I giudici hanno offerto una chiara interpretazione della normativa relativa ai contratti a tempo determinato, ponendo un freno all’abuso della loro reiterazione e garantendo una maggiore tutela ai lavoratori coinvolti. La sentenza rinforza la necessità di un’applicazione rigorosa delle norme a tutela del lavoro, in conformità con il diritto comunitario.
Scopriamo dunque nello specifico i dettagli di questa nuova pronuncia giuridica.
Il caso
La vicenda trae origine dal ricorso presentato da alcuni lavoratori contro il Comune di Carini. I ricorrenti avevano stipulato diversi contratti a tempo determinato, iniziati prima del 1° aprile 2005 e proseguiti fino al 1° aprile 2015. La loro richiesta verteva sulla dichiarazione di nullità dei termini apposti ai contratti e sul riconoscimento di un rapporto di lavoro a tempo indeterminato, con le conseguenti differenze retributive o, in alternativa, il risarcimento del danno subito.

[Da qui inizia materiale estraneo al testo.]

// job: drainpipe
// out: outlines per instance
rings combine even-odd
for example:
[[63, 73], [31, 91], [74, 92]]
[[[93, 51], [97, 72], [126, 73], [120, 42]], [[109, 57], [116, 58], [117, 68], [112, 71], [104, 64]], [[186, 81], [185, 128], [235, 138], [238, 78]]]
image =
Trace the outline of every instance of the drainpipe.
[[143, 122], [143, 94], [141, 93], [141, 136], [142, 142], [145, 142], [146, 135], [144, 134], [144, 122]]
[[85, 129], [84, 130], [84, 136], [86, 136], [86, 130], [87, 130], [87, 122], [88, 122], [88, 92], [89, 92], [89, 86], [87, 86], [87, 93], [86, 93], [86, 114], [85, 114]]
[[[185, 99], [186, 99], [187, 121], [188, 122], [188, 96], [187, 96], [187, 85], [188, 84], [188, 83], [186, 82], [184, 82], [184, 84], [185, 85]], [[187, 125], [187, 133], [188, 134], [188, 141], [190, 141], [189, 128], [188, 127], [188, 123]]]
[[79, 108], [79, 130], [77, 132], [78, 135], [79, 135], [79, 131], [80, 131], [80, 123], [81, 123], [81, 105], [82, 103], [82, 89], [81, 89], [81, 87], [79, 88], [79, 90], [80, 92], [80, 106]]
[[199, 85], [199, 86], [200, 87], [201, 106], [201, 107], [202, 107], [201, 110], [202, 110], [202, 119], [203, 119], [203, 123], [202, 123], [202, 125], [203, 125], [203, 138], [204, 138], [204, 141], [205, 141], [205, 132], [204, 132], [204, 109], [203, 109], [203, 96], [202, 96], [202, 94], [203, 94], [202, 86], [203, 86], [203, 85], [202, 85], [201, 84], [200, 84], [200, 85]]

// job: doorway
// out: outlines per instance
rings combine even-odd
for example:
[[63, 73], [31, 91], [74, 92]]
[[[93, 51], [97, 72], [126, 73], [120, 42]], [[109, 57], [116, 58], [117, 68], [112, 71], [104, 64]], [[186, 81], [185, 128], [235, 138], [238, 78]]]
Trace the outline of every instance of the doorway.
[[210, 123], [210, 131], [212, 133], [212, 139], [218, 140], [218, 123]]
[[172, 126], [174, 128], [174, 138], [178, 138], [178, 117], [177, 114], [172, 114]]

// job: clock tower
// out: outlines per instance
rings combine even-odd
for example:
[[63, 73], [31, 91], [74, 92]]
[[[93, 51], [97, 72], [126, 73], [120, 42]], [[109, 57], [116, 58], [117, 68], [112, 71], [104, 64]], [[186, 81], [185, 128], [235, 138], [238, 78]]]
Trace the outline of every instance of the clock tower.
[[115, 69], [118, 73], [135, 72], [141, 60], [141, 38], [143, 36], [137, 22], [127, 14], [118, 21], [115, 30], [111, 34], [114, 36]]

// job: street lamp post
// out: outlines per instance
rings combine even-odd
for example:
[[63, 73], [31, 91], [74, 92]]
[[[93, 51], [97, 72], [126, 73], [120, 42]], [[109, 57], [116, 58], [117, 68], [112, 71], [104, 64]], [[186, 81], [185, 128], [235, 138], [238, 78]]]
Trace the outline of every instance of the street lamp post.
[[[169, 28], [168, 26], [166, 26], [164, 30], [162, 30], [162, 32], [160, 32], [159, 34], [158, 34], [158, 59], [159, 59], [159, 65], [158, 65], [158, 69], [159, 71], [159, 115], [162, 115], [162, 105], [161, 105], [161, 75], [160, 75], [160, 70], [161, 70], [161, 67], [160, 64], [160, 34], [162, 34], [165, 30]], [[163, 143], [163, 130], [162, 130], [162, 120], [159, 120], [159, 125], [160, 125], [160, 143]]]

Il Tribunale di Palermo prima e la Corte d’Appello di Palermo poi, avevano respinto le richieste, sostenendo che i ricorrenti erano decaduti dal diritto di impugnare i contratti precedenti al 1° aprile 2005, in base alla normativa vigente.
Le regole per l’impugnazione nei casi di abuso di contratti a tempo determinato
Contrariamente a quanto deciso dai giudici di merito, la Corte di Cassazione ha ribadito che il termine di impugnazione, previsto dall’articolo 32, comma 4, lettera a) della Legge n. 183/2010, deve essere applicato a partire dall’ultimo contratto stipulato tra le parti. Questo significa che l’analisi dell’abusività deve considerare l’intera sequenza dei contratti, e non solo i singoli contratti presi separatamente.
Secondo la Suprema Corte, la sequenza contrattuale che precede l’ultimo contratto costituisce un dato fattuale che contribuisce a dimostrare l’abusività dell’utilizzo dei contratti a termine. Tale principio è stato rafforzato richiamando precedenti decisioni (Cass. n. 8038/2022 e Cass. n. 4960/2023) e la giurisprudenza della Corte di Giustizia dell’Unione Europea (CGUE, causa C-53/04, Marrosu Sardino).
La Corte ha quindi cassato la sentenza della Corte d’Appello di Palermo, rinviando il caso a un nuovo esame da parte della stessa Corte in diversa composizione, affinché si pronunci in merito alla configurabilità di una reiterazione abusiva dei contratti a termine e sulle relative conseguenze risarcitorie.
Questa decisione assume una particolare importanza per i lavoratori, poiché stabilisce che l’impugnazione dell’ultimo contratto può estendersi anche ai contratti precedenti. Per i datori di lavoro, invece, impone maggiore attenzione nella gestione dei contratti a tempo determinato, evitando di incorrere in pratiche abusive che potrebbero comportare rilevanti sanzioni e obblighi risarcitori.